Before May 26th, you will probably have read or heard about the EU Privacy and E-Commerce Regulations (PECR) or the EU Cookie Law and the impact it could have on the UK’s Internet Industry. 4Ps Marketing have covered the legislation in some detail on their own blog, by guest blogging on eConsultancy and giving a presentation and panel session at the Association of Online Publishers.
For me, the more I thought about the legislation, the more I began to agree with the ICO. Users should be aware that sites can track their behaviour, but is this any different to TFL being able to track a customer as they move across London’s Underground network? In my view, the legislation was about awareness, making people know that their behaviour could be monitored. The £500,000 fine, which the ICO can impose on non-conforming sites, is a means for the ICO to have some teeth if needed, but they have always been clear that this would be a last resort. Again, in my view, this was something that many journalists used to scare both businesses and users. Some also believe that the ICO did an “11th hour u-turn” with implied consent but again this was covered in the AOP session as an option.
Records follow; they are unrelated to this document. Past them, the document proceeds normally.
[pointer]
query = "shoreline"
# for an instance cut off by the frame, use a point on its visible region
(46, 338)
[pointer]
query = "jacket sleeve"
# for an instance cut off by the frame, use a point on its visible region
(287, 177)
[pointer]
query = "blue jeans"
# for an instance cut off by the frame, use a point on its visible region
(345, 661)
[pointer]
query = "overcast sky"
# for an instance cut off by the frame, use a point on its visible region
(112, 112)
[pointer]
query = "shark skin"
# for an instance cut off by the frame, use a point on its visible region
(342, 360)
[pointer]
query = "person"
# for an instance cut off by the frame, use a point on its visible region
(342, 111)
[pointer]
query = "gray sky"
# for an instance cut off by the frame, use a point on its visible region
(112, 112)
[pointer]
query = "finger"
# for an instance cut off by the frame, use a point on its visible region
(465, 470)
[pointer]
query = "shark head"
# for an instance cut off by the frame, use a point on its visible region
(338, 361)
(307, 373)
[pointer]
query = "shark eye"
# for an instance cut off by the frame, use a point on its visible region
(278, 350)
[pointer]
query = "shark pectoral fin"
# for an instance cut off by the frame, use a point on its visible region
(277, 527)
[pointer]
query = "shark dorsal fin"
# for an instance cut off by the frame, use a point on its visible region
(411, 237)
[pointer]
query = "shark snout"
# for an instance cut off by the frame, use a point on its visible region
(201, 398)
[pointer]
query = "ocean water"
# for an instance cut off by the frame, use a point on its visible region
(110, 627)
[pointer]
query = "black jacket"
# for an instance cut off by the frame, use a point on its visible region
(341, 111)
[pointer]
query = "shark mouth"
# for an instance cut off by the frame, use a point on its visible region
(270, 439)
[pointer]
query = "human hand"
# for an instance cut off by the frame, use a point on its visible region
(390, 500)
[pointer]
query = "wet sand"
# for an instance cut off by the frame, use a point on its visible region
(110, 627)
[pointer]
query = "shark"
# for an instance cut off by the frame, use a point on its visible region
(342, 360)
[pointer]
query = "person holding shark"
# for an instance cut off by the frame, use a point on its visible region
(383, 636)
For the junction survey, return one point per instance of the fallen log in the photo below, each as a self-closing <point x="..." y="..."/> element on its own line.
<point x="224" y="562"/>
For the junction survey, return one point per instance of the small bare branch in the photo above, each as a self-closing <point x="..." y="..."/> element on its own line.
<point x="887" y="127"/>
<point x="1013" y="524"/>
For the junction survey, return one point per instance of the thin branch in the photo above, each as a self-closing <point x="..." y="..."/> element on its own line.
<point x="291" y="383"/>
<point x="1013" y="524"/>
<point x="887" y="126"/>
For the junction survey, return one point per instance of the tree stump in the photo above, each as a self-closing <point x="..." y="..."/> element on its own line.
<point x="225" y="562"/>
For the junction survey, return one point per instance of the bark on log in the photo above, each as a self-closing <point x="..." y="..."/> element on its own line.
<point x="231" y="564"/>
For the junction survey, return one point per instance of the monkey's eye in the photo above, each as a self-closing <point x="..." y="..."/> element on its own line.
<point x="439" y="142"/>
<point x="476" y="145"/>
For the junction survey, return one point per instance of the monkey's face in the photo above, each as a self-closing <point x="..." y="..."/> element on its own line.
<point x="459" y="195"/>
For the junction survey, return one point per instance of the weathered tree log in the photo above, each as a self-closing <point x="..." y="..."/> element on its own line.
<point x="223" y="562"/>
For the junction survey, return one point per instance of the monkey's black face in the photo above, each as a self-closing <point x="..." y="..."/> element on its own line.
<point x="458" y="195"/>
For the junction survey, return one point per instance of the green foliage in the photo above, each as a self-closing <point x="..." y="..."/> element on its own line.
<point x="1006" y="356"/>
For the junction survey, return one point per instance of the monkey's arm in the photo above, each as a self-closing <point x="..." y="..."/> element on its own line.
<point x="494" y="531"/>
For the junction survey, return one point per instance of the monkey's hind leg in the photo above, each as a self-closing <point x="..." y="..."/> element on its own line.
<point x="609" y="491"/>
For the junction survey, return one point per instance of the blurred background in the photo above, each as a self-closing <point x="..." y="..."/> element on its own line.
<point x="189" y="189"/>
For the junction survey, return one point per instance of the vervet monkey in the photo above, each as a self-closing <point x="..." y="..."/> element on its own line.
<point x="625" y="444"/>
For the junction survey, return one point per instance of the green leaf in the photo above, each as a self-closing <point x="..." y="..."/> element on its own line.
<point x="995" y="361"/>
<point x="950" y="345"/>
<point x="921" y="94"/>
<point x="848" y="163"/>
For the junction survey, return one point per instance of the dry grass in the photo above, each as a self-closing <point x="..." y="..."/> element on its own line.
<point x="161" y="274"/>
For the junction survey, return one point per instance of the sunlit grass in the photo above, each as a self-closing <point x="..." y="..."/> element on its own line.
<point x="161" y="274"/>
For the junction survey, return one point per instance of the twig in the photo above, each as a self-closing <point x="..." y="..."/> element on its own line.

So how have UK businesses adapted to the change? What will happen from here? Was it all a storm in a teacup?
It is quite interesting to see how the major eCommerce sites like Tesco, Asda, M&S and John Lewis have tackled the legislation – in my view, some have failed the first test and that is to provide clarity to the user on how they are being tracked and why. The examples below show how some of the UK’s top brands have interpreted and responded to the legislation:
Other sites have been clearer in their implied consent; the BBC, Jamie Oliver and, indeed, 4Ps Marketing’s site all show the user they are using cookies.
Sadly though, the UK Government’s flagship website, Directgov has made no effort to make its site compliant, other than putting a link saying “Cookies” at the top of the site, somewhat misleading to visitors.
So what will happen next? I believe Cookie messages will continue to appear on websites for the foreseeable future but over time will either become integrated into the Web Browser as agreement is reached on a common mechanism for gaining consent or sites may even standardise their implementation. I believe a lot of unnecessary hype was made around the legislation, but it will be interesting to see how the ICO reacts to any complaints it receives.